IT Operating Environments Best Practices - Govern secrets management across all environments - credentials, API keys, certificates, and connection strings must be environment-specific, centrally managed, and never hardcoded
IT Operating Environments Best Practices
Govern secrets management across all environments - credentials, API keys, certificates, and connection strings must be environment-specific, centrally managed, and never hardcoded
Overview
Secrets - the credentials, API keys, certificates, tokens, and connection strings that applications and pipelines use to authenticate to other systems and services - are among the most sensitive and most frequently mismanaged assets in the enterprise technology environment. When secrets are managed informally, they are hardcoded in source code where they persist in version control history long after the code is changed. They are shared in configuration files that are checked into repositories accessible to anyone with code access. They are copied from one environment to another when a lower environment needs to connect to a service, inadvertently sharing Production credentials with environments that should never have access to Production systems.
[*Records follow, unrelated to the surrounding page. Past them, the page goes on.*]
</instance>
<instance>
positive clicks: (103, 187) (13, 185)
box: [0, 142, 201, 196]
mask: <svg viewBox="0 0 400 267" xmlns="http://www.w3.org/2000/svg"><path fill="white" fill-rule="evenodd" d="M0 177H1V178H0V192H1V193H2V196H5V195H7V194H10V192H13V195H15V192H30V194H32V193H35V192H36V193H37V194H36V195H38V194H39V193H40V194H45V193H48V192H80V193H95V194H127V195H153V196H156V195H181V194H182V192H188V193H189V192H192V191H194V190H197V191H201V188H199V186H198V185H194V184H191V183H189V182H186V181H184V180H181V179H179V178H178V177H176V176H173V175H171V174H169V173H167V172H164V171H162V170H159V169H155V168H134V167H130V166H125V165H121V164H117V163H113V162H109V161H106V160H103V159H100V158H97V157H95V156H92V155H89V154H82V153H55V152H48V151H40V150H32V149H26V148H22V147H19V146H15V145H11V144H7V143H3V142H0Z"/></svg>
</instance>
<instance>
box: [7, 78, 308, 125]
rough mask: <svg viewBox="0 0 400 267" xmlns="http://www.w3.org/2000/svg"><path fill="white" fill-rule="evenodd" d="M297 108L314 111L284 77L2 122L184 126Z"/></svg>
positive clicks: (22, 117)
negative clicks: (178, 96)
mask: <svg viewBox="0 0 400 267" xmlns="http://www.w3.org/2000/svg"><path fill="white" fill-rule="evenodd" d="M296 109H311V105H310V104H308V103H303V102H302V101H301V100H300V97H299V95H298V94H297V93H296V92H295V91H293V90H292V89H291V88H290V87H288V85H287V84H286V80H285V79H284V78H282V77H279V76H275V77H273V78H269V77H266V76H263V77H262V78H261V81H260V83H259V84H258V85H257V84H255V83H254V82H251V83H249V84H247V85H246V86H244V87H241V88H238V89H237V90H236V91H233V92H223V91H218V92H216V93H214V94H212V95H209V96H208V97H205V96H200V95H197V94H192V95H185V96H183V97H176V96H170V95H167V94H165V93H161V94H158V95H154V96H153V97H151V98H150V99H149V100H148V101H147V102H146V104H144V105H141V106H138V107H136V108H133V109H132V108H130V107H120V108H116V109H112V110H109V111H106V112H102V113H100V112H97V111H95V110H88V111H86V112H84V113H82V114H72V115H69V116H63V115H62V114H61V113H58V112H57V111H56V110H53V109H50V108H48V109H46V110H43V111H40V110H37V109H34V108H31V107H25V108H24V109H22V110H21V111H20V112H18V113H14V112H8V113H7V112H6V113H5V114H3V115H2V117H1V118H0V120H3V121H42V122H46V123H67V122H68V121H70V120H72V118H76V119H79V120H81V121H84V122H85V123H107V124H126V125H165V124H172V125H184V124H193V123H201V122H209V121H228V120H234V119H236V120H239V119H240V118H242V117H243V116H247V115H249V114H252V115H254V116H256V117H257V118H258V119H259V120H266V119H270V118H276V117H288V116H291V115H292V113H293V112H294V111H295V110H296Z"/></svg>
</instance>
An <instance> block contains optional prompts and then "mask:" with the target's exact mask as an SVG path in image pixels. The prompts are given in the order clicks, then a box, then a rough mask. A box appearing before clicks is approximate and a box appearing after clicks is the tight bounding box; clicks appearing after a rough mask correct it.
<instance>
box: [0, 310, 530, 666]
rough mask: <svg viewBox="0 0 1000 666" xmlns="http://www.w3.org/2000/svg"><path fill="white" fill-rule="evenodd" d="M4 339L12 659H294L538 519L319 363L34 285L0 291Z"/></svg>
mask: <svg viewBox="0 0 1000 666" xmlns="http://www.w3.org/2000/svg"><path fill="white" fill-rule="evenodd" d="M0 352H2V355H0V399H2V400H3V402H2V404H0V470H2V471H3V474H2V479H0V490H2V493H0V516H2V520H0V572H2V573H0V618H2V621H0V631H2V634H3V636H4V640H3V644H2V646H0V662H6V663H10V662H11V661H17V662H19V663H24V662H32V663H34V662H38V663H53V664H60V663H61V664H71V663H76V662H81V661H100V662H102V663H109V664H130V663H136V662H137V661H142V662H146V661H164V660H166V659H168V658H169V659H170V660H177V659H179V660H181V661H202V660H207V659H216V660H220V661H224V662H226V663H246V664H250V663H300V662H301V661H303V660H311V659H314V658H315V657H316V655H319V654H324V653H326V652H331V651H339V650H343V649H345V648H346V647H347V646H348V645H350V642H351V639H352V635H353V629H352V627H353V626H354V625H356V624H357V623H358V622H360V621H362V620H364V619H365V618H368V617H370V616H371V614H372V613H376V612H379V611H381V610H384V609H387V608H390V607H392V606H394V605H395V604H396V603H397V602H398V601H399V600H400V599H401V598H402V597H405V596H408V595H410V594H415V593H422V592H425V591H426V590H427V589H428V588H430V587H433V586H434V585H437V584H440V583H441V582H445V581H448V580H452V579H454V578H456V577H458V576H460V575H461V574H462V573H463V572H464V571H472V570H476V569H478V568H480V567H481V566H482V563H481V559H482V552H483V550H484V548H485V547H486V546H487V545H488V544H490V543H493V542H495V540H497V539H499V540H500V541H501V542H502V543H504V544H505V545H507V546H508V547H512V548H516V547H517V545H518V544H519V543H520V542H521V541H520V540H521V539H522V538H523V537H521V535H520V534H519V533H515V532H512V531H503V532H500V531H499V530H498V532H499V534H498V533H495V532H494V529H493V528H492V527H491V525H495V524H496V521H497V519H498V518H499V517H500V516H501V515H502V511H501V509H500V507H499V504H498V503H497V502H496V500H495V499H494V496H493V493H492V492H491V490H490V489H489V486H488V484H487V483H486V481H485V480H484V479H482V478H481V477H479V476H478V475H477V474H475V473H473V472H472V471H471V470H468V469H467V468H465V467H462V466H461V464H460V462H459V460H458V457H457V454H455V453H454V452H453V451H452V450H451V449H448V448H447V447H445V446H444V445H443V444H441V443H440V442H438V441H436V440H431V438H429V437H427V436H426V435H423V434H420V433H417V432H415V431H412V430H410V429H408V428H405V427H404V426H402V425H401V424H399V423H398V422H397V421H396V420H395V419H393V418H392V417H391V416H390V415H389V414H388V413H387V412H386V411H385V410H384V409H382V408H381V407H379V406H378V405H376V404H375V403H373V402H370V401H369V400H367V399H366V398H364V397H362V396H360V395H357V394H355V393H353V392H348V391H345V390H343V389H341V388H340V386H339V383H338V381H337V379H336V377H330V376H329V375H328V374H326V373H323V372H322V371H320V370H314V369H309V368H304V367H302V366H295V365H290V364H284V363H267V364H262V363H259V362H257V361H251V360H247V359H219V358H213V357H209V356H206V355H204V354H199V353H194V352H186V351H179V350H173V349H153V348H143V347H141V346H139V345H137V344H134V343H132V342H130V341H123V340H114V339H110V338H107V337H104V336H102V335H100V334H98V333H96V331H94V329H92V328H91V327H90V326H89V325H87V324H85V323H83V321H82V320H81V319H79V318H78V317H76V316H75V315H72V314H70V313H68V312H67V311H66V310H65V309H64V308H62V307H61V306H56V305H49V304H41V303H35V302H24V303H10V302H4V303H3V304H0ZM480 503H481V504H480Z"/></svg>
Each of these failures creates a secret exposure risk that, when exploited, gives adversaries authenticated access to the systems that the secret protects.
Best Practice
Govern secrets management across all environments through three non-negotiable principles. First, secrets must be environment-specific: the credentials, API keys, certificates, and connection strings used in each environment must be distinct from those used in every other environment. Production secrets must never be present in any lower environment without approved and governed exceptions, not only because lower environments are less secure than Production but because lower environment secrets that are identical to Production secrets grant lower-environment access holders the ability to authenticate to Production systems using credentials they legitimately hold for a lower-environment purpose. Second, secrets must be centrally managed through a dedicated secrets management system - such as HashiCorp Vault, AWS Secrets Manager, Azure Key Vault, or an equivalent platform - that provides encrypted storage, access-controlled retrieval, rotation capabilities, and comprehensive audit logging. Secrets that are not in a centralized management system are effectively ungoverned regardless of any other controls that are applied to them. Third, secrets must never be hardcoded in source code, configuration files, build scripts, or any other artifact that is stored in version control, shared outside the secrets management system, or accessible to individuals who do not require the secret for a legitimate operational purpose.
Apply secrets rotation policies across all environments, with rotation frequency calibrated to the sensitivity of the secrets and the risk profile of the environment. Production secrets should be rotated most frequently, on a defined schedule and immediately following any actual or suspected exposure. Lower environment secrets should be rotated on a defined cadence and whenever the team composition of the environment changes significantly.
Benefit(s)
Consistent secrets governance across all environments eliminates the most common categories of credential exposure that adversaries leverage to gain authenticated access to enterprise systems. Environment-specific secrets ensure that a compromise of a lower environment does not grant access to Production systems. Centralized secrets management ensures that every secret is stored securely, accessed through governed mechanisms, and audited comprehensively. The elimination of hardcoded secrets removes the persistent exposure that version control history creates when credentials are embedded in code that is checked in, forgotten, and then discovered by an attacker with access to the repository. The organization develops a secrets governance capability that is proportionate to the sensitivity of the assets those secrets protect.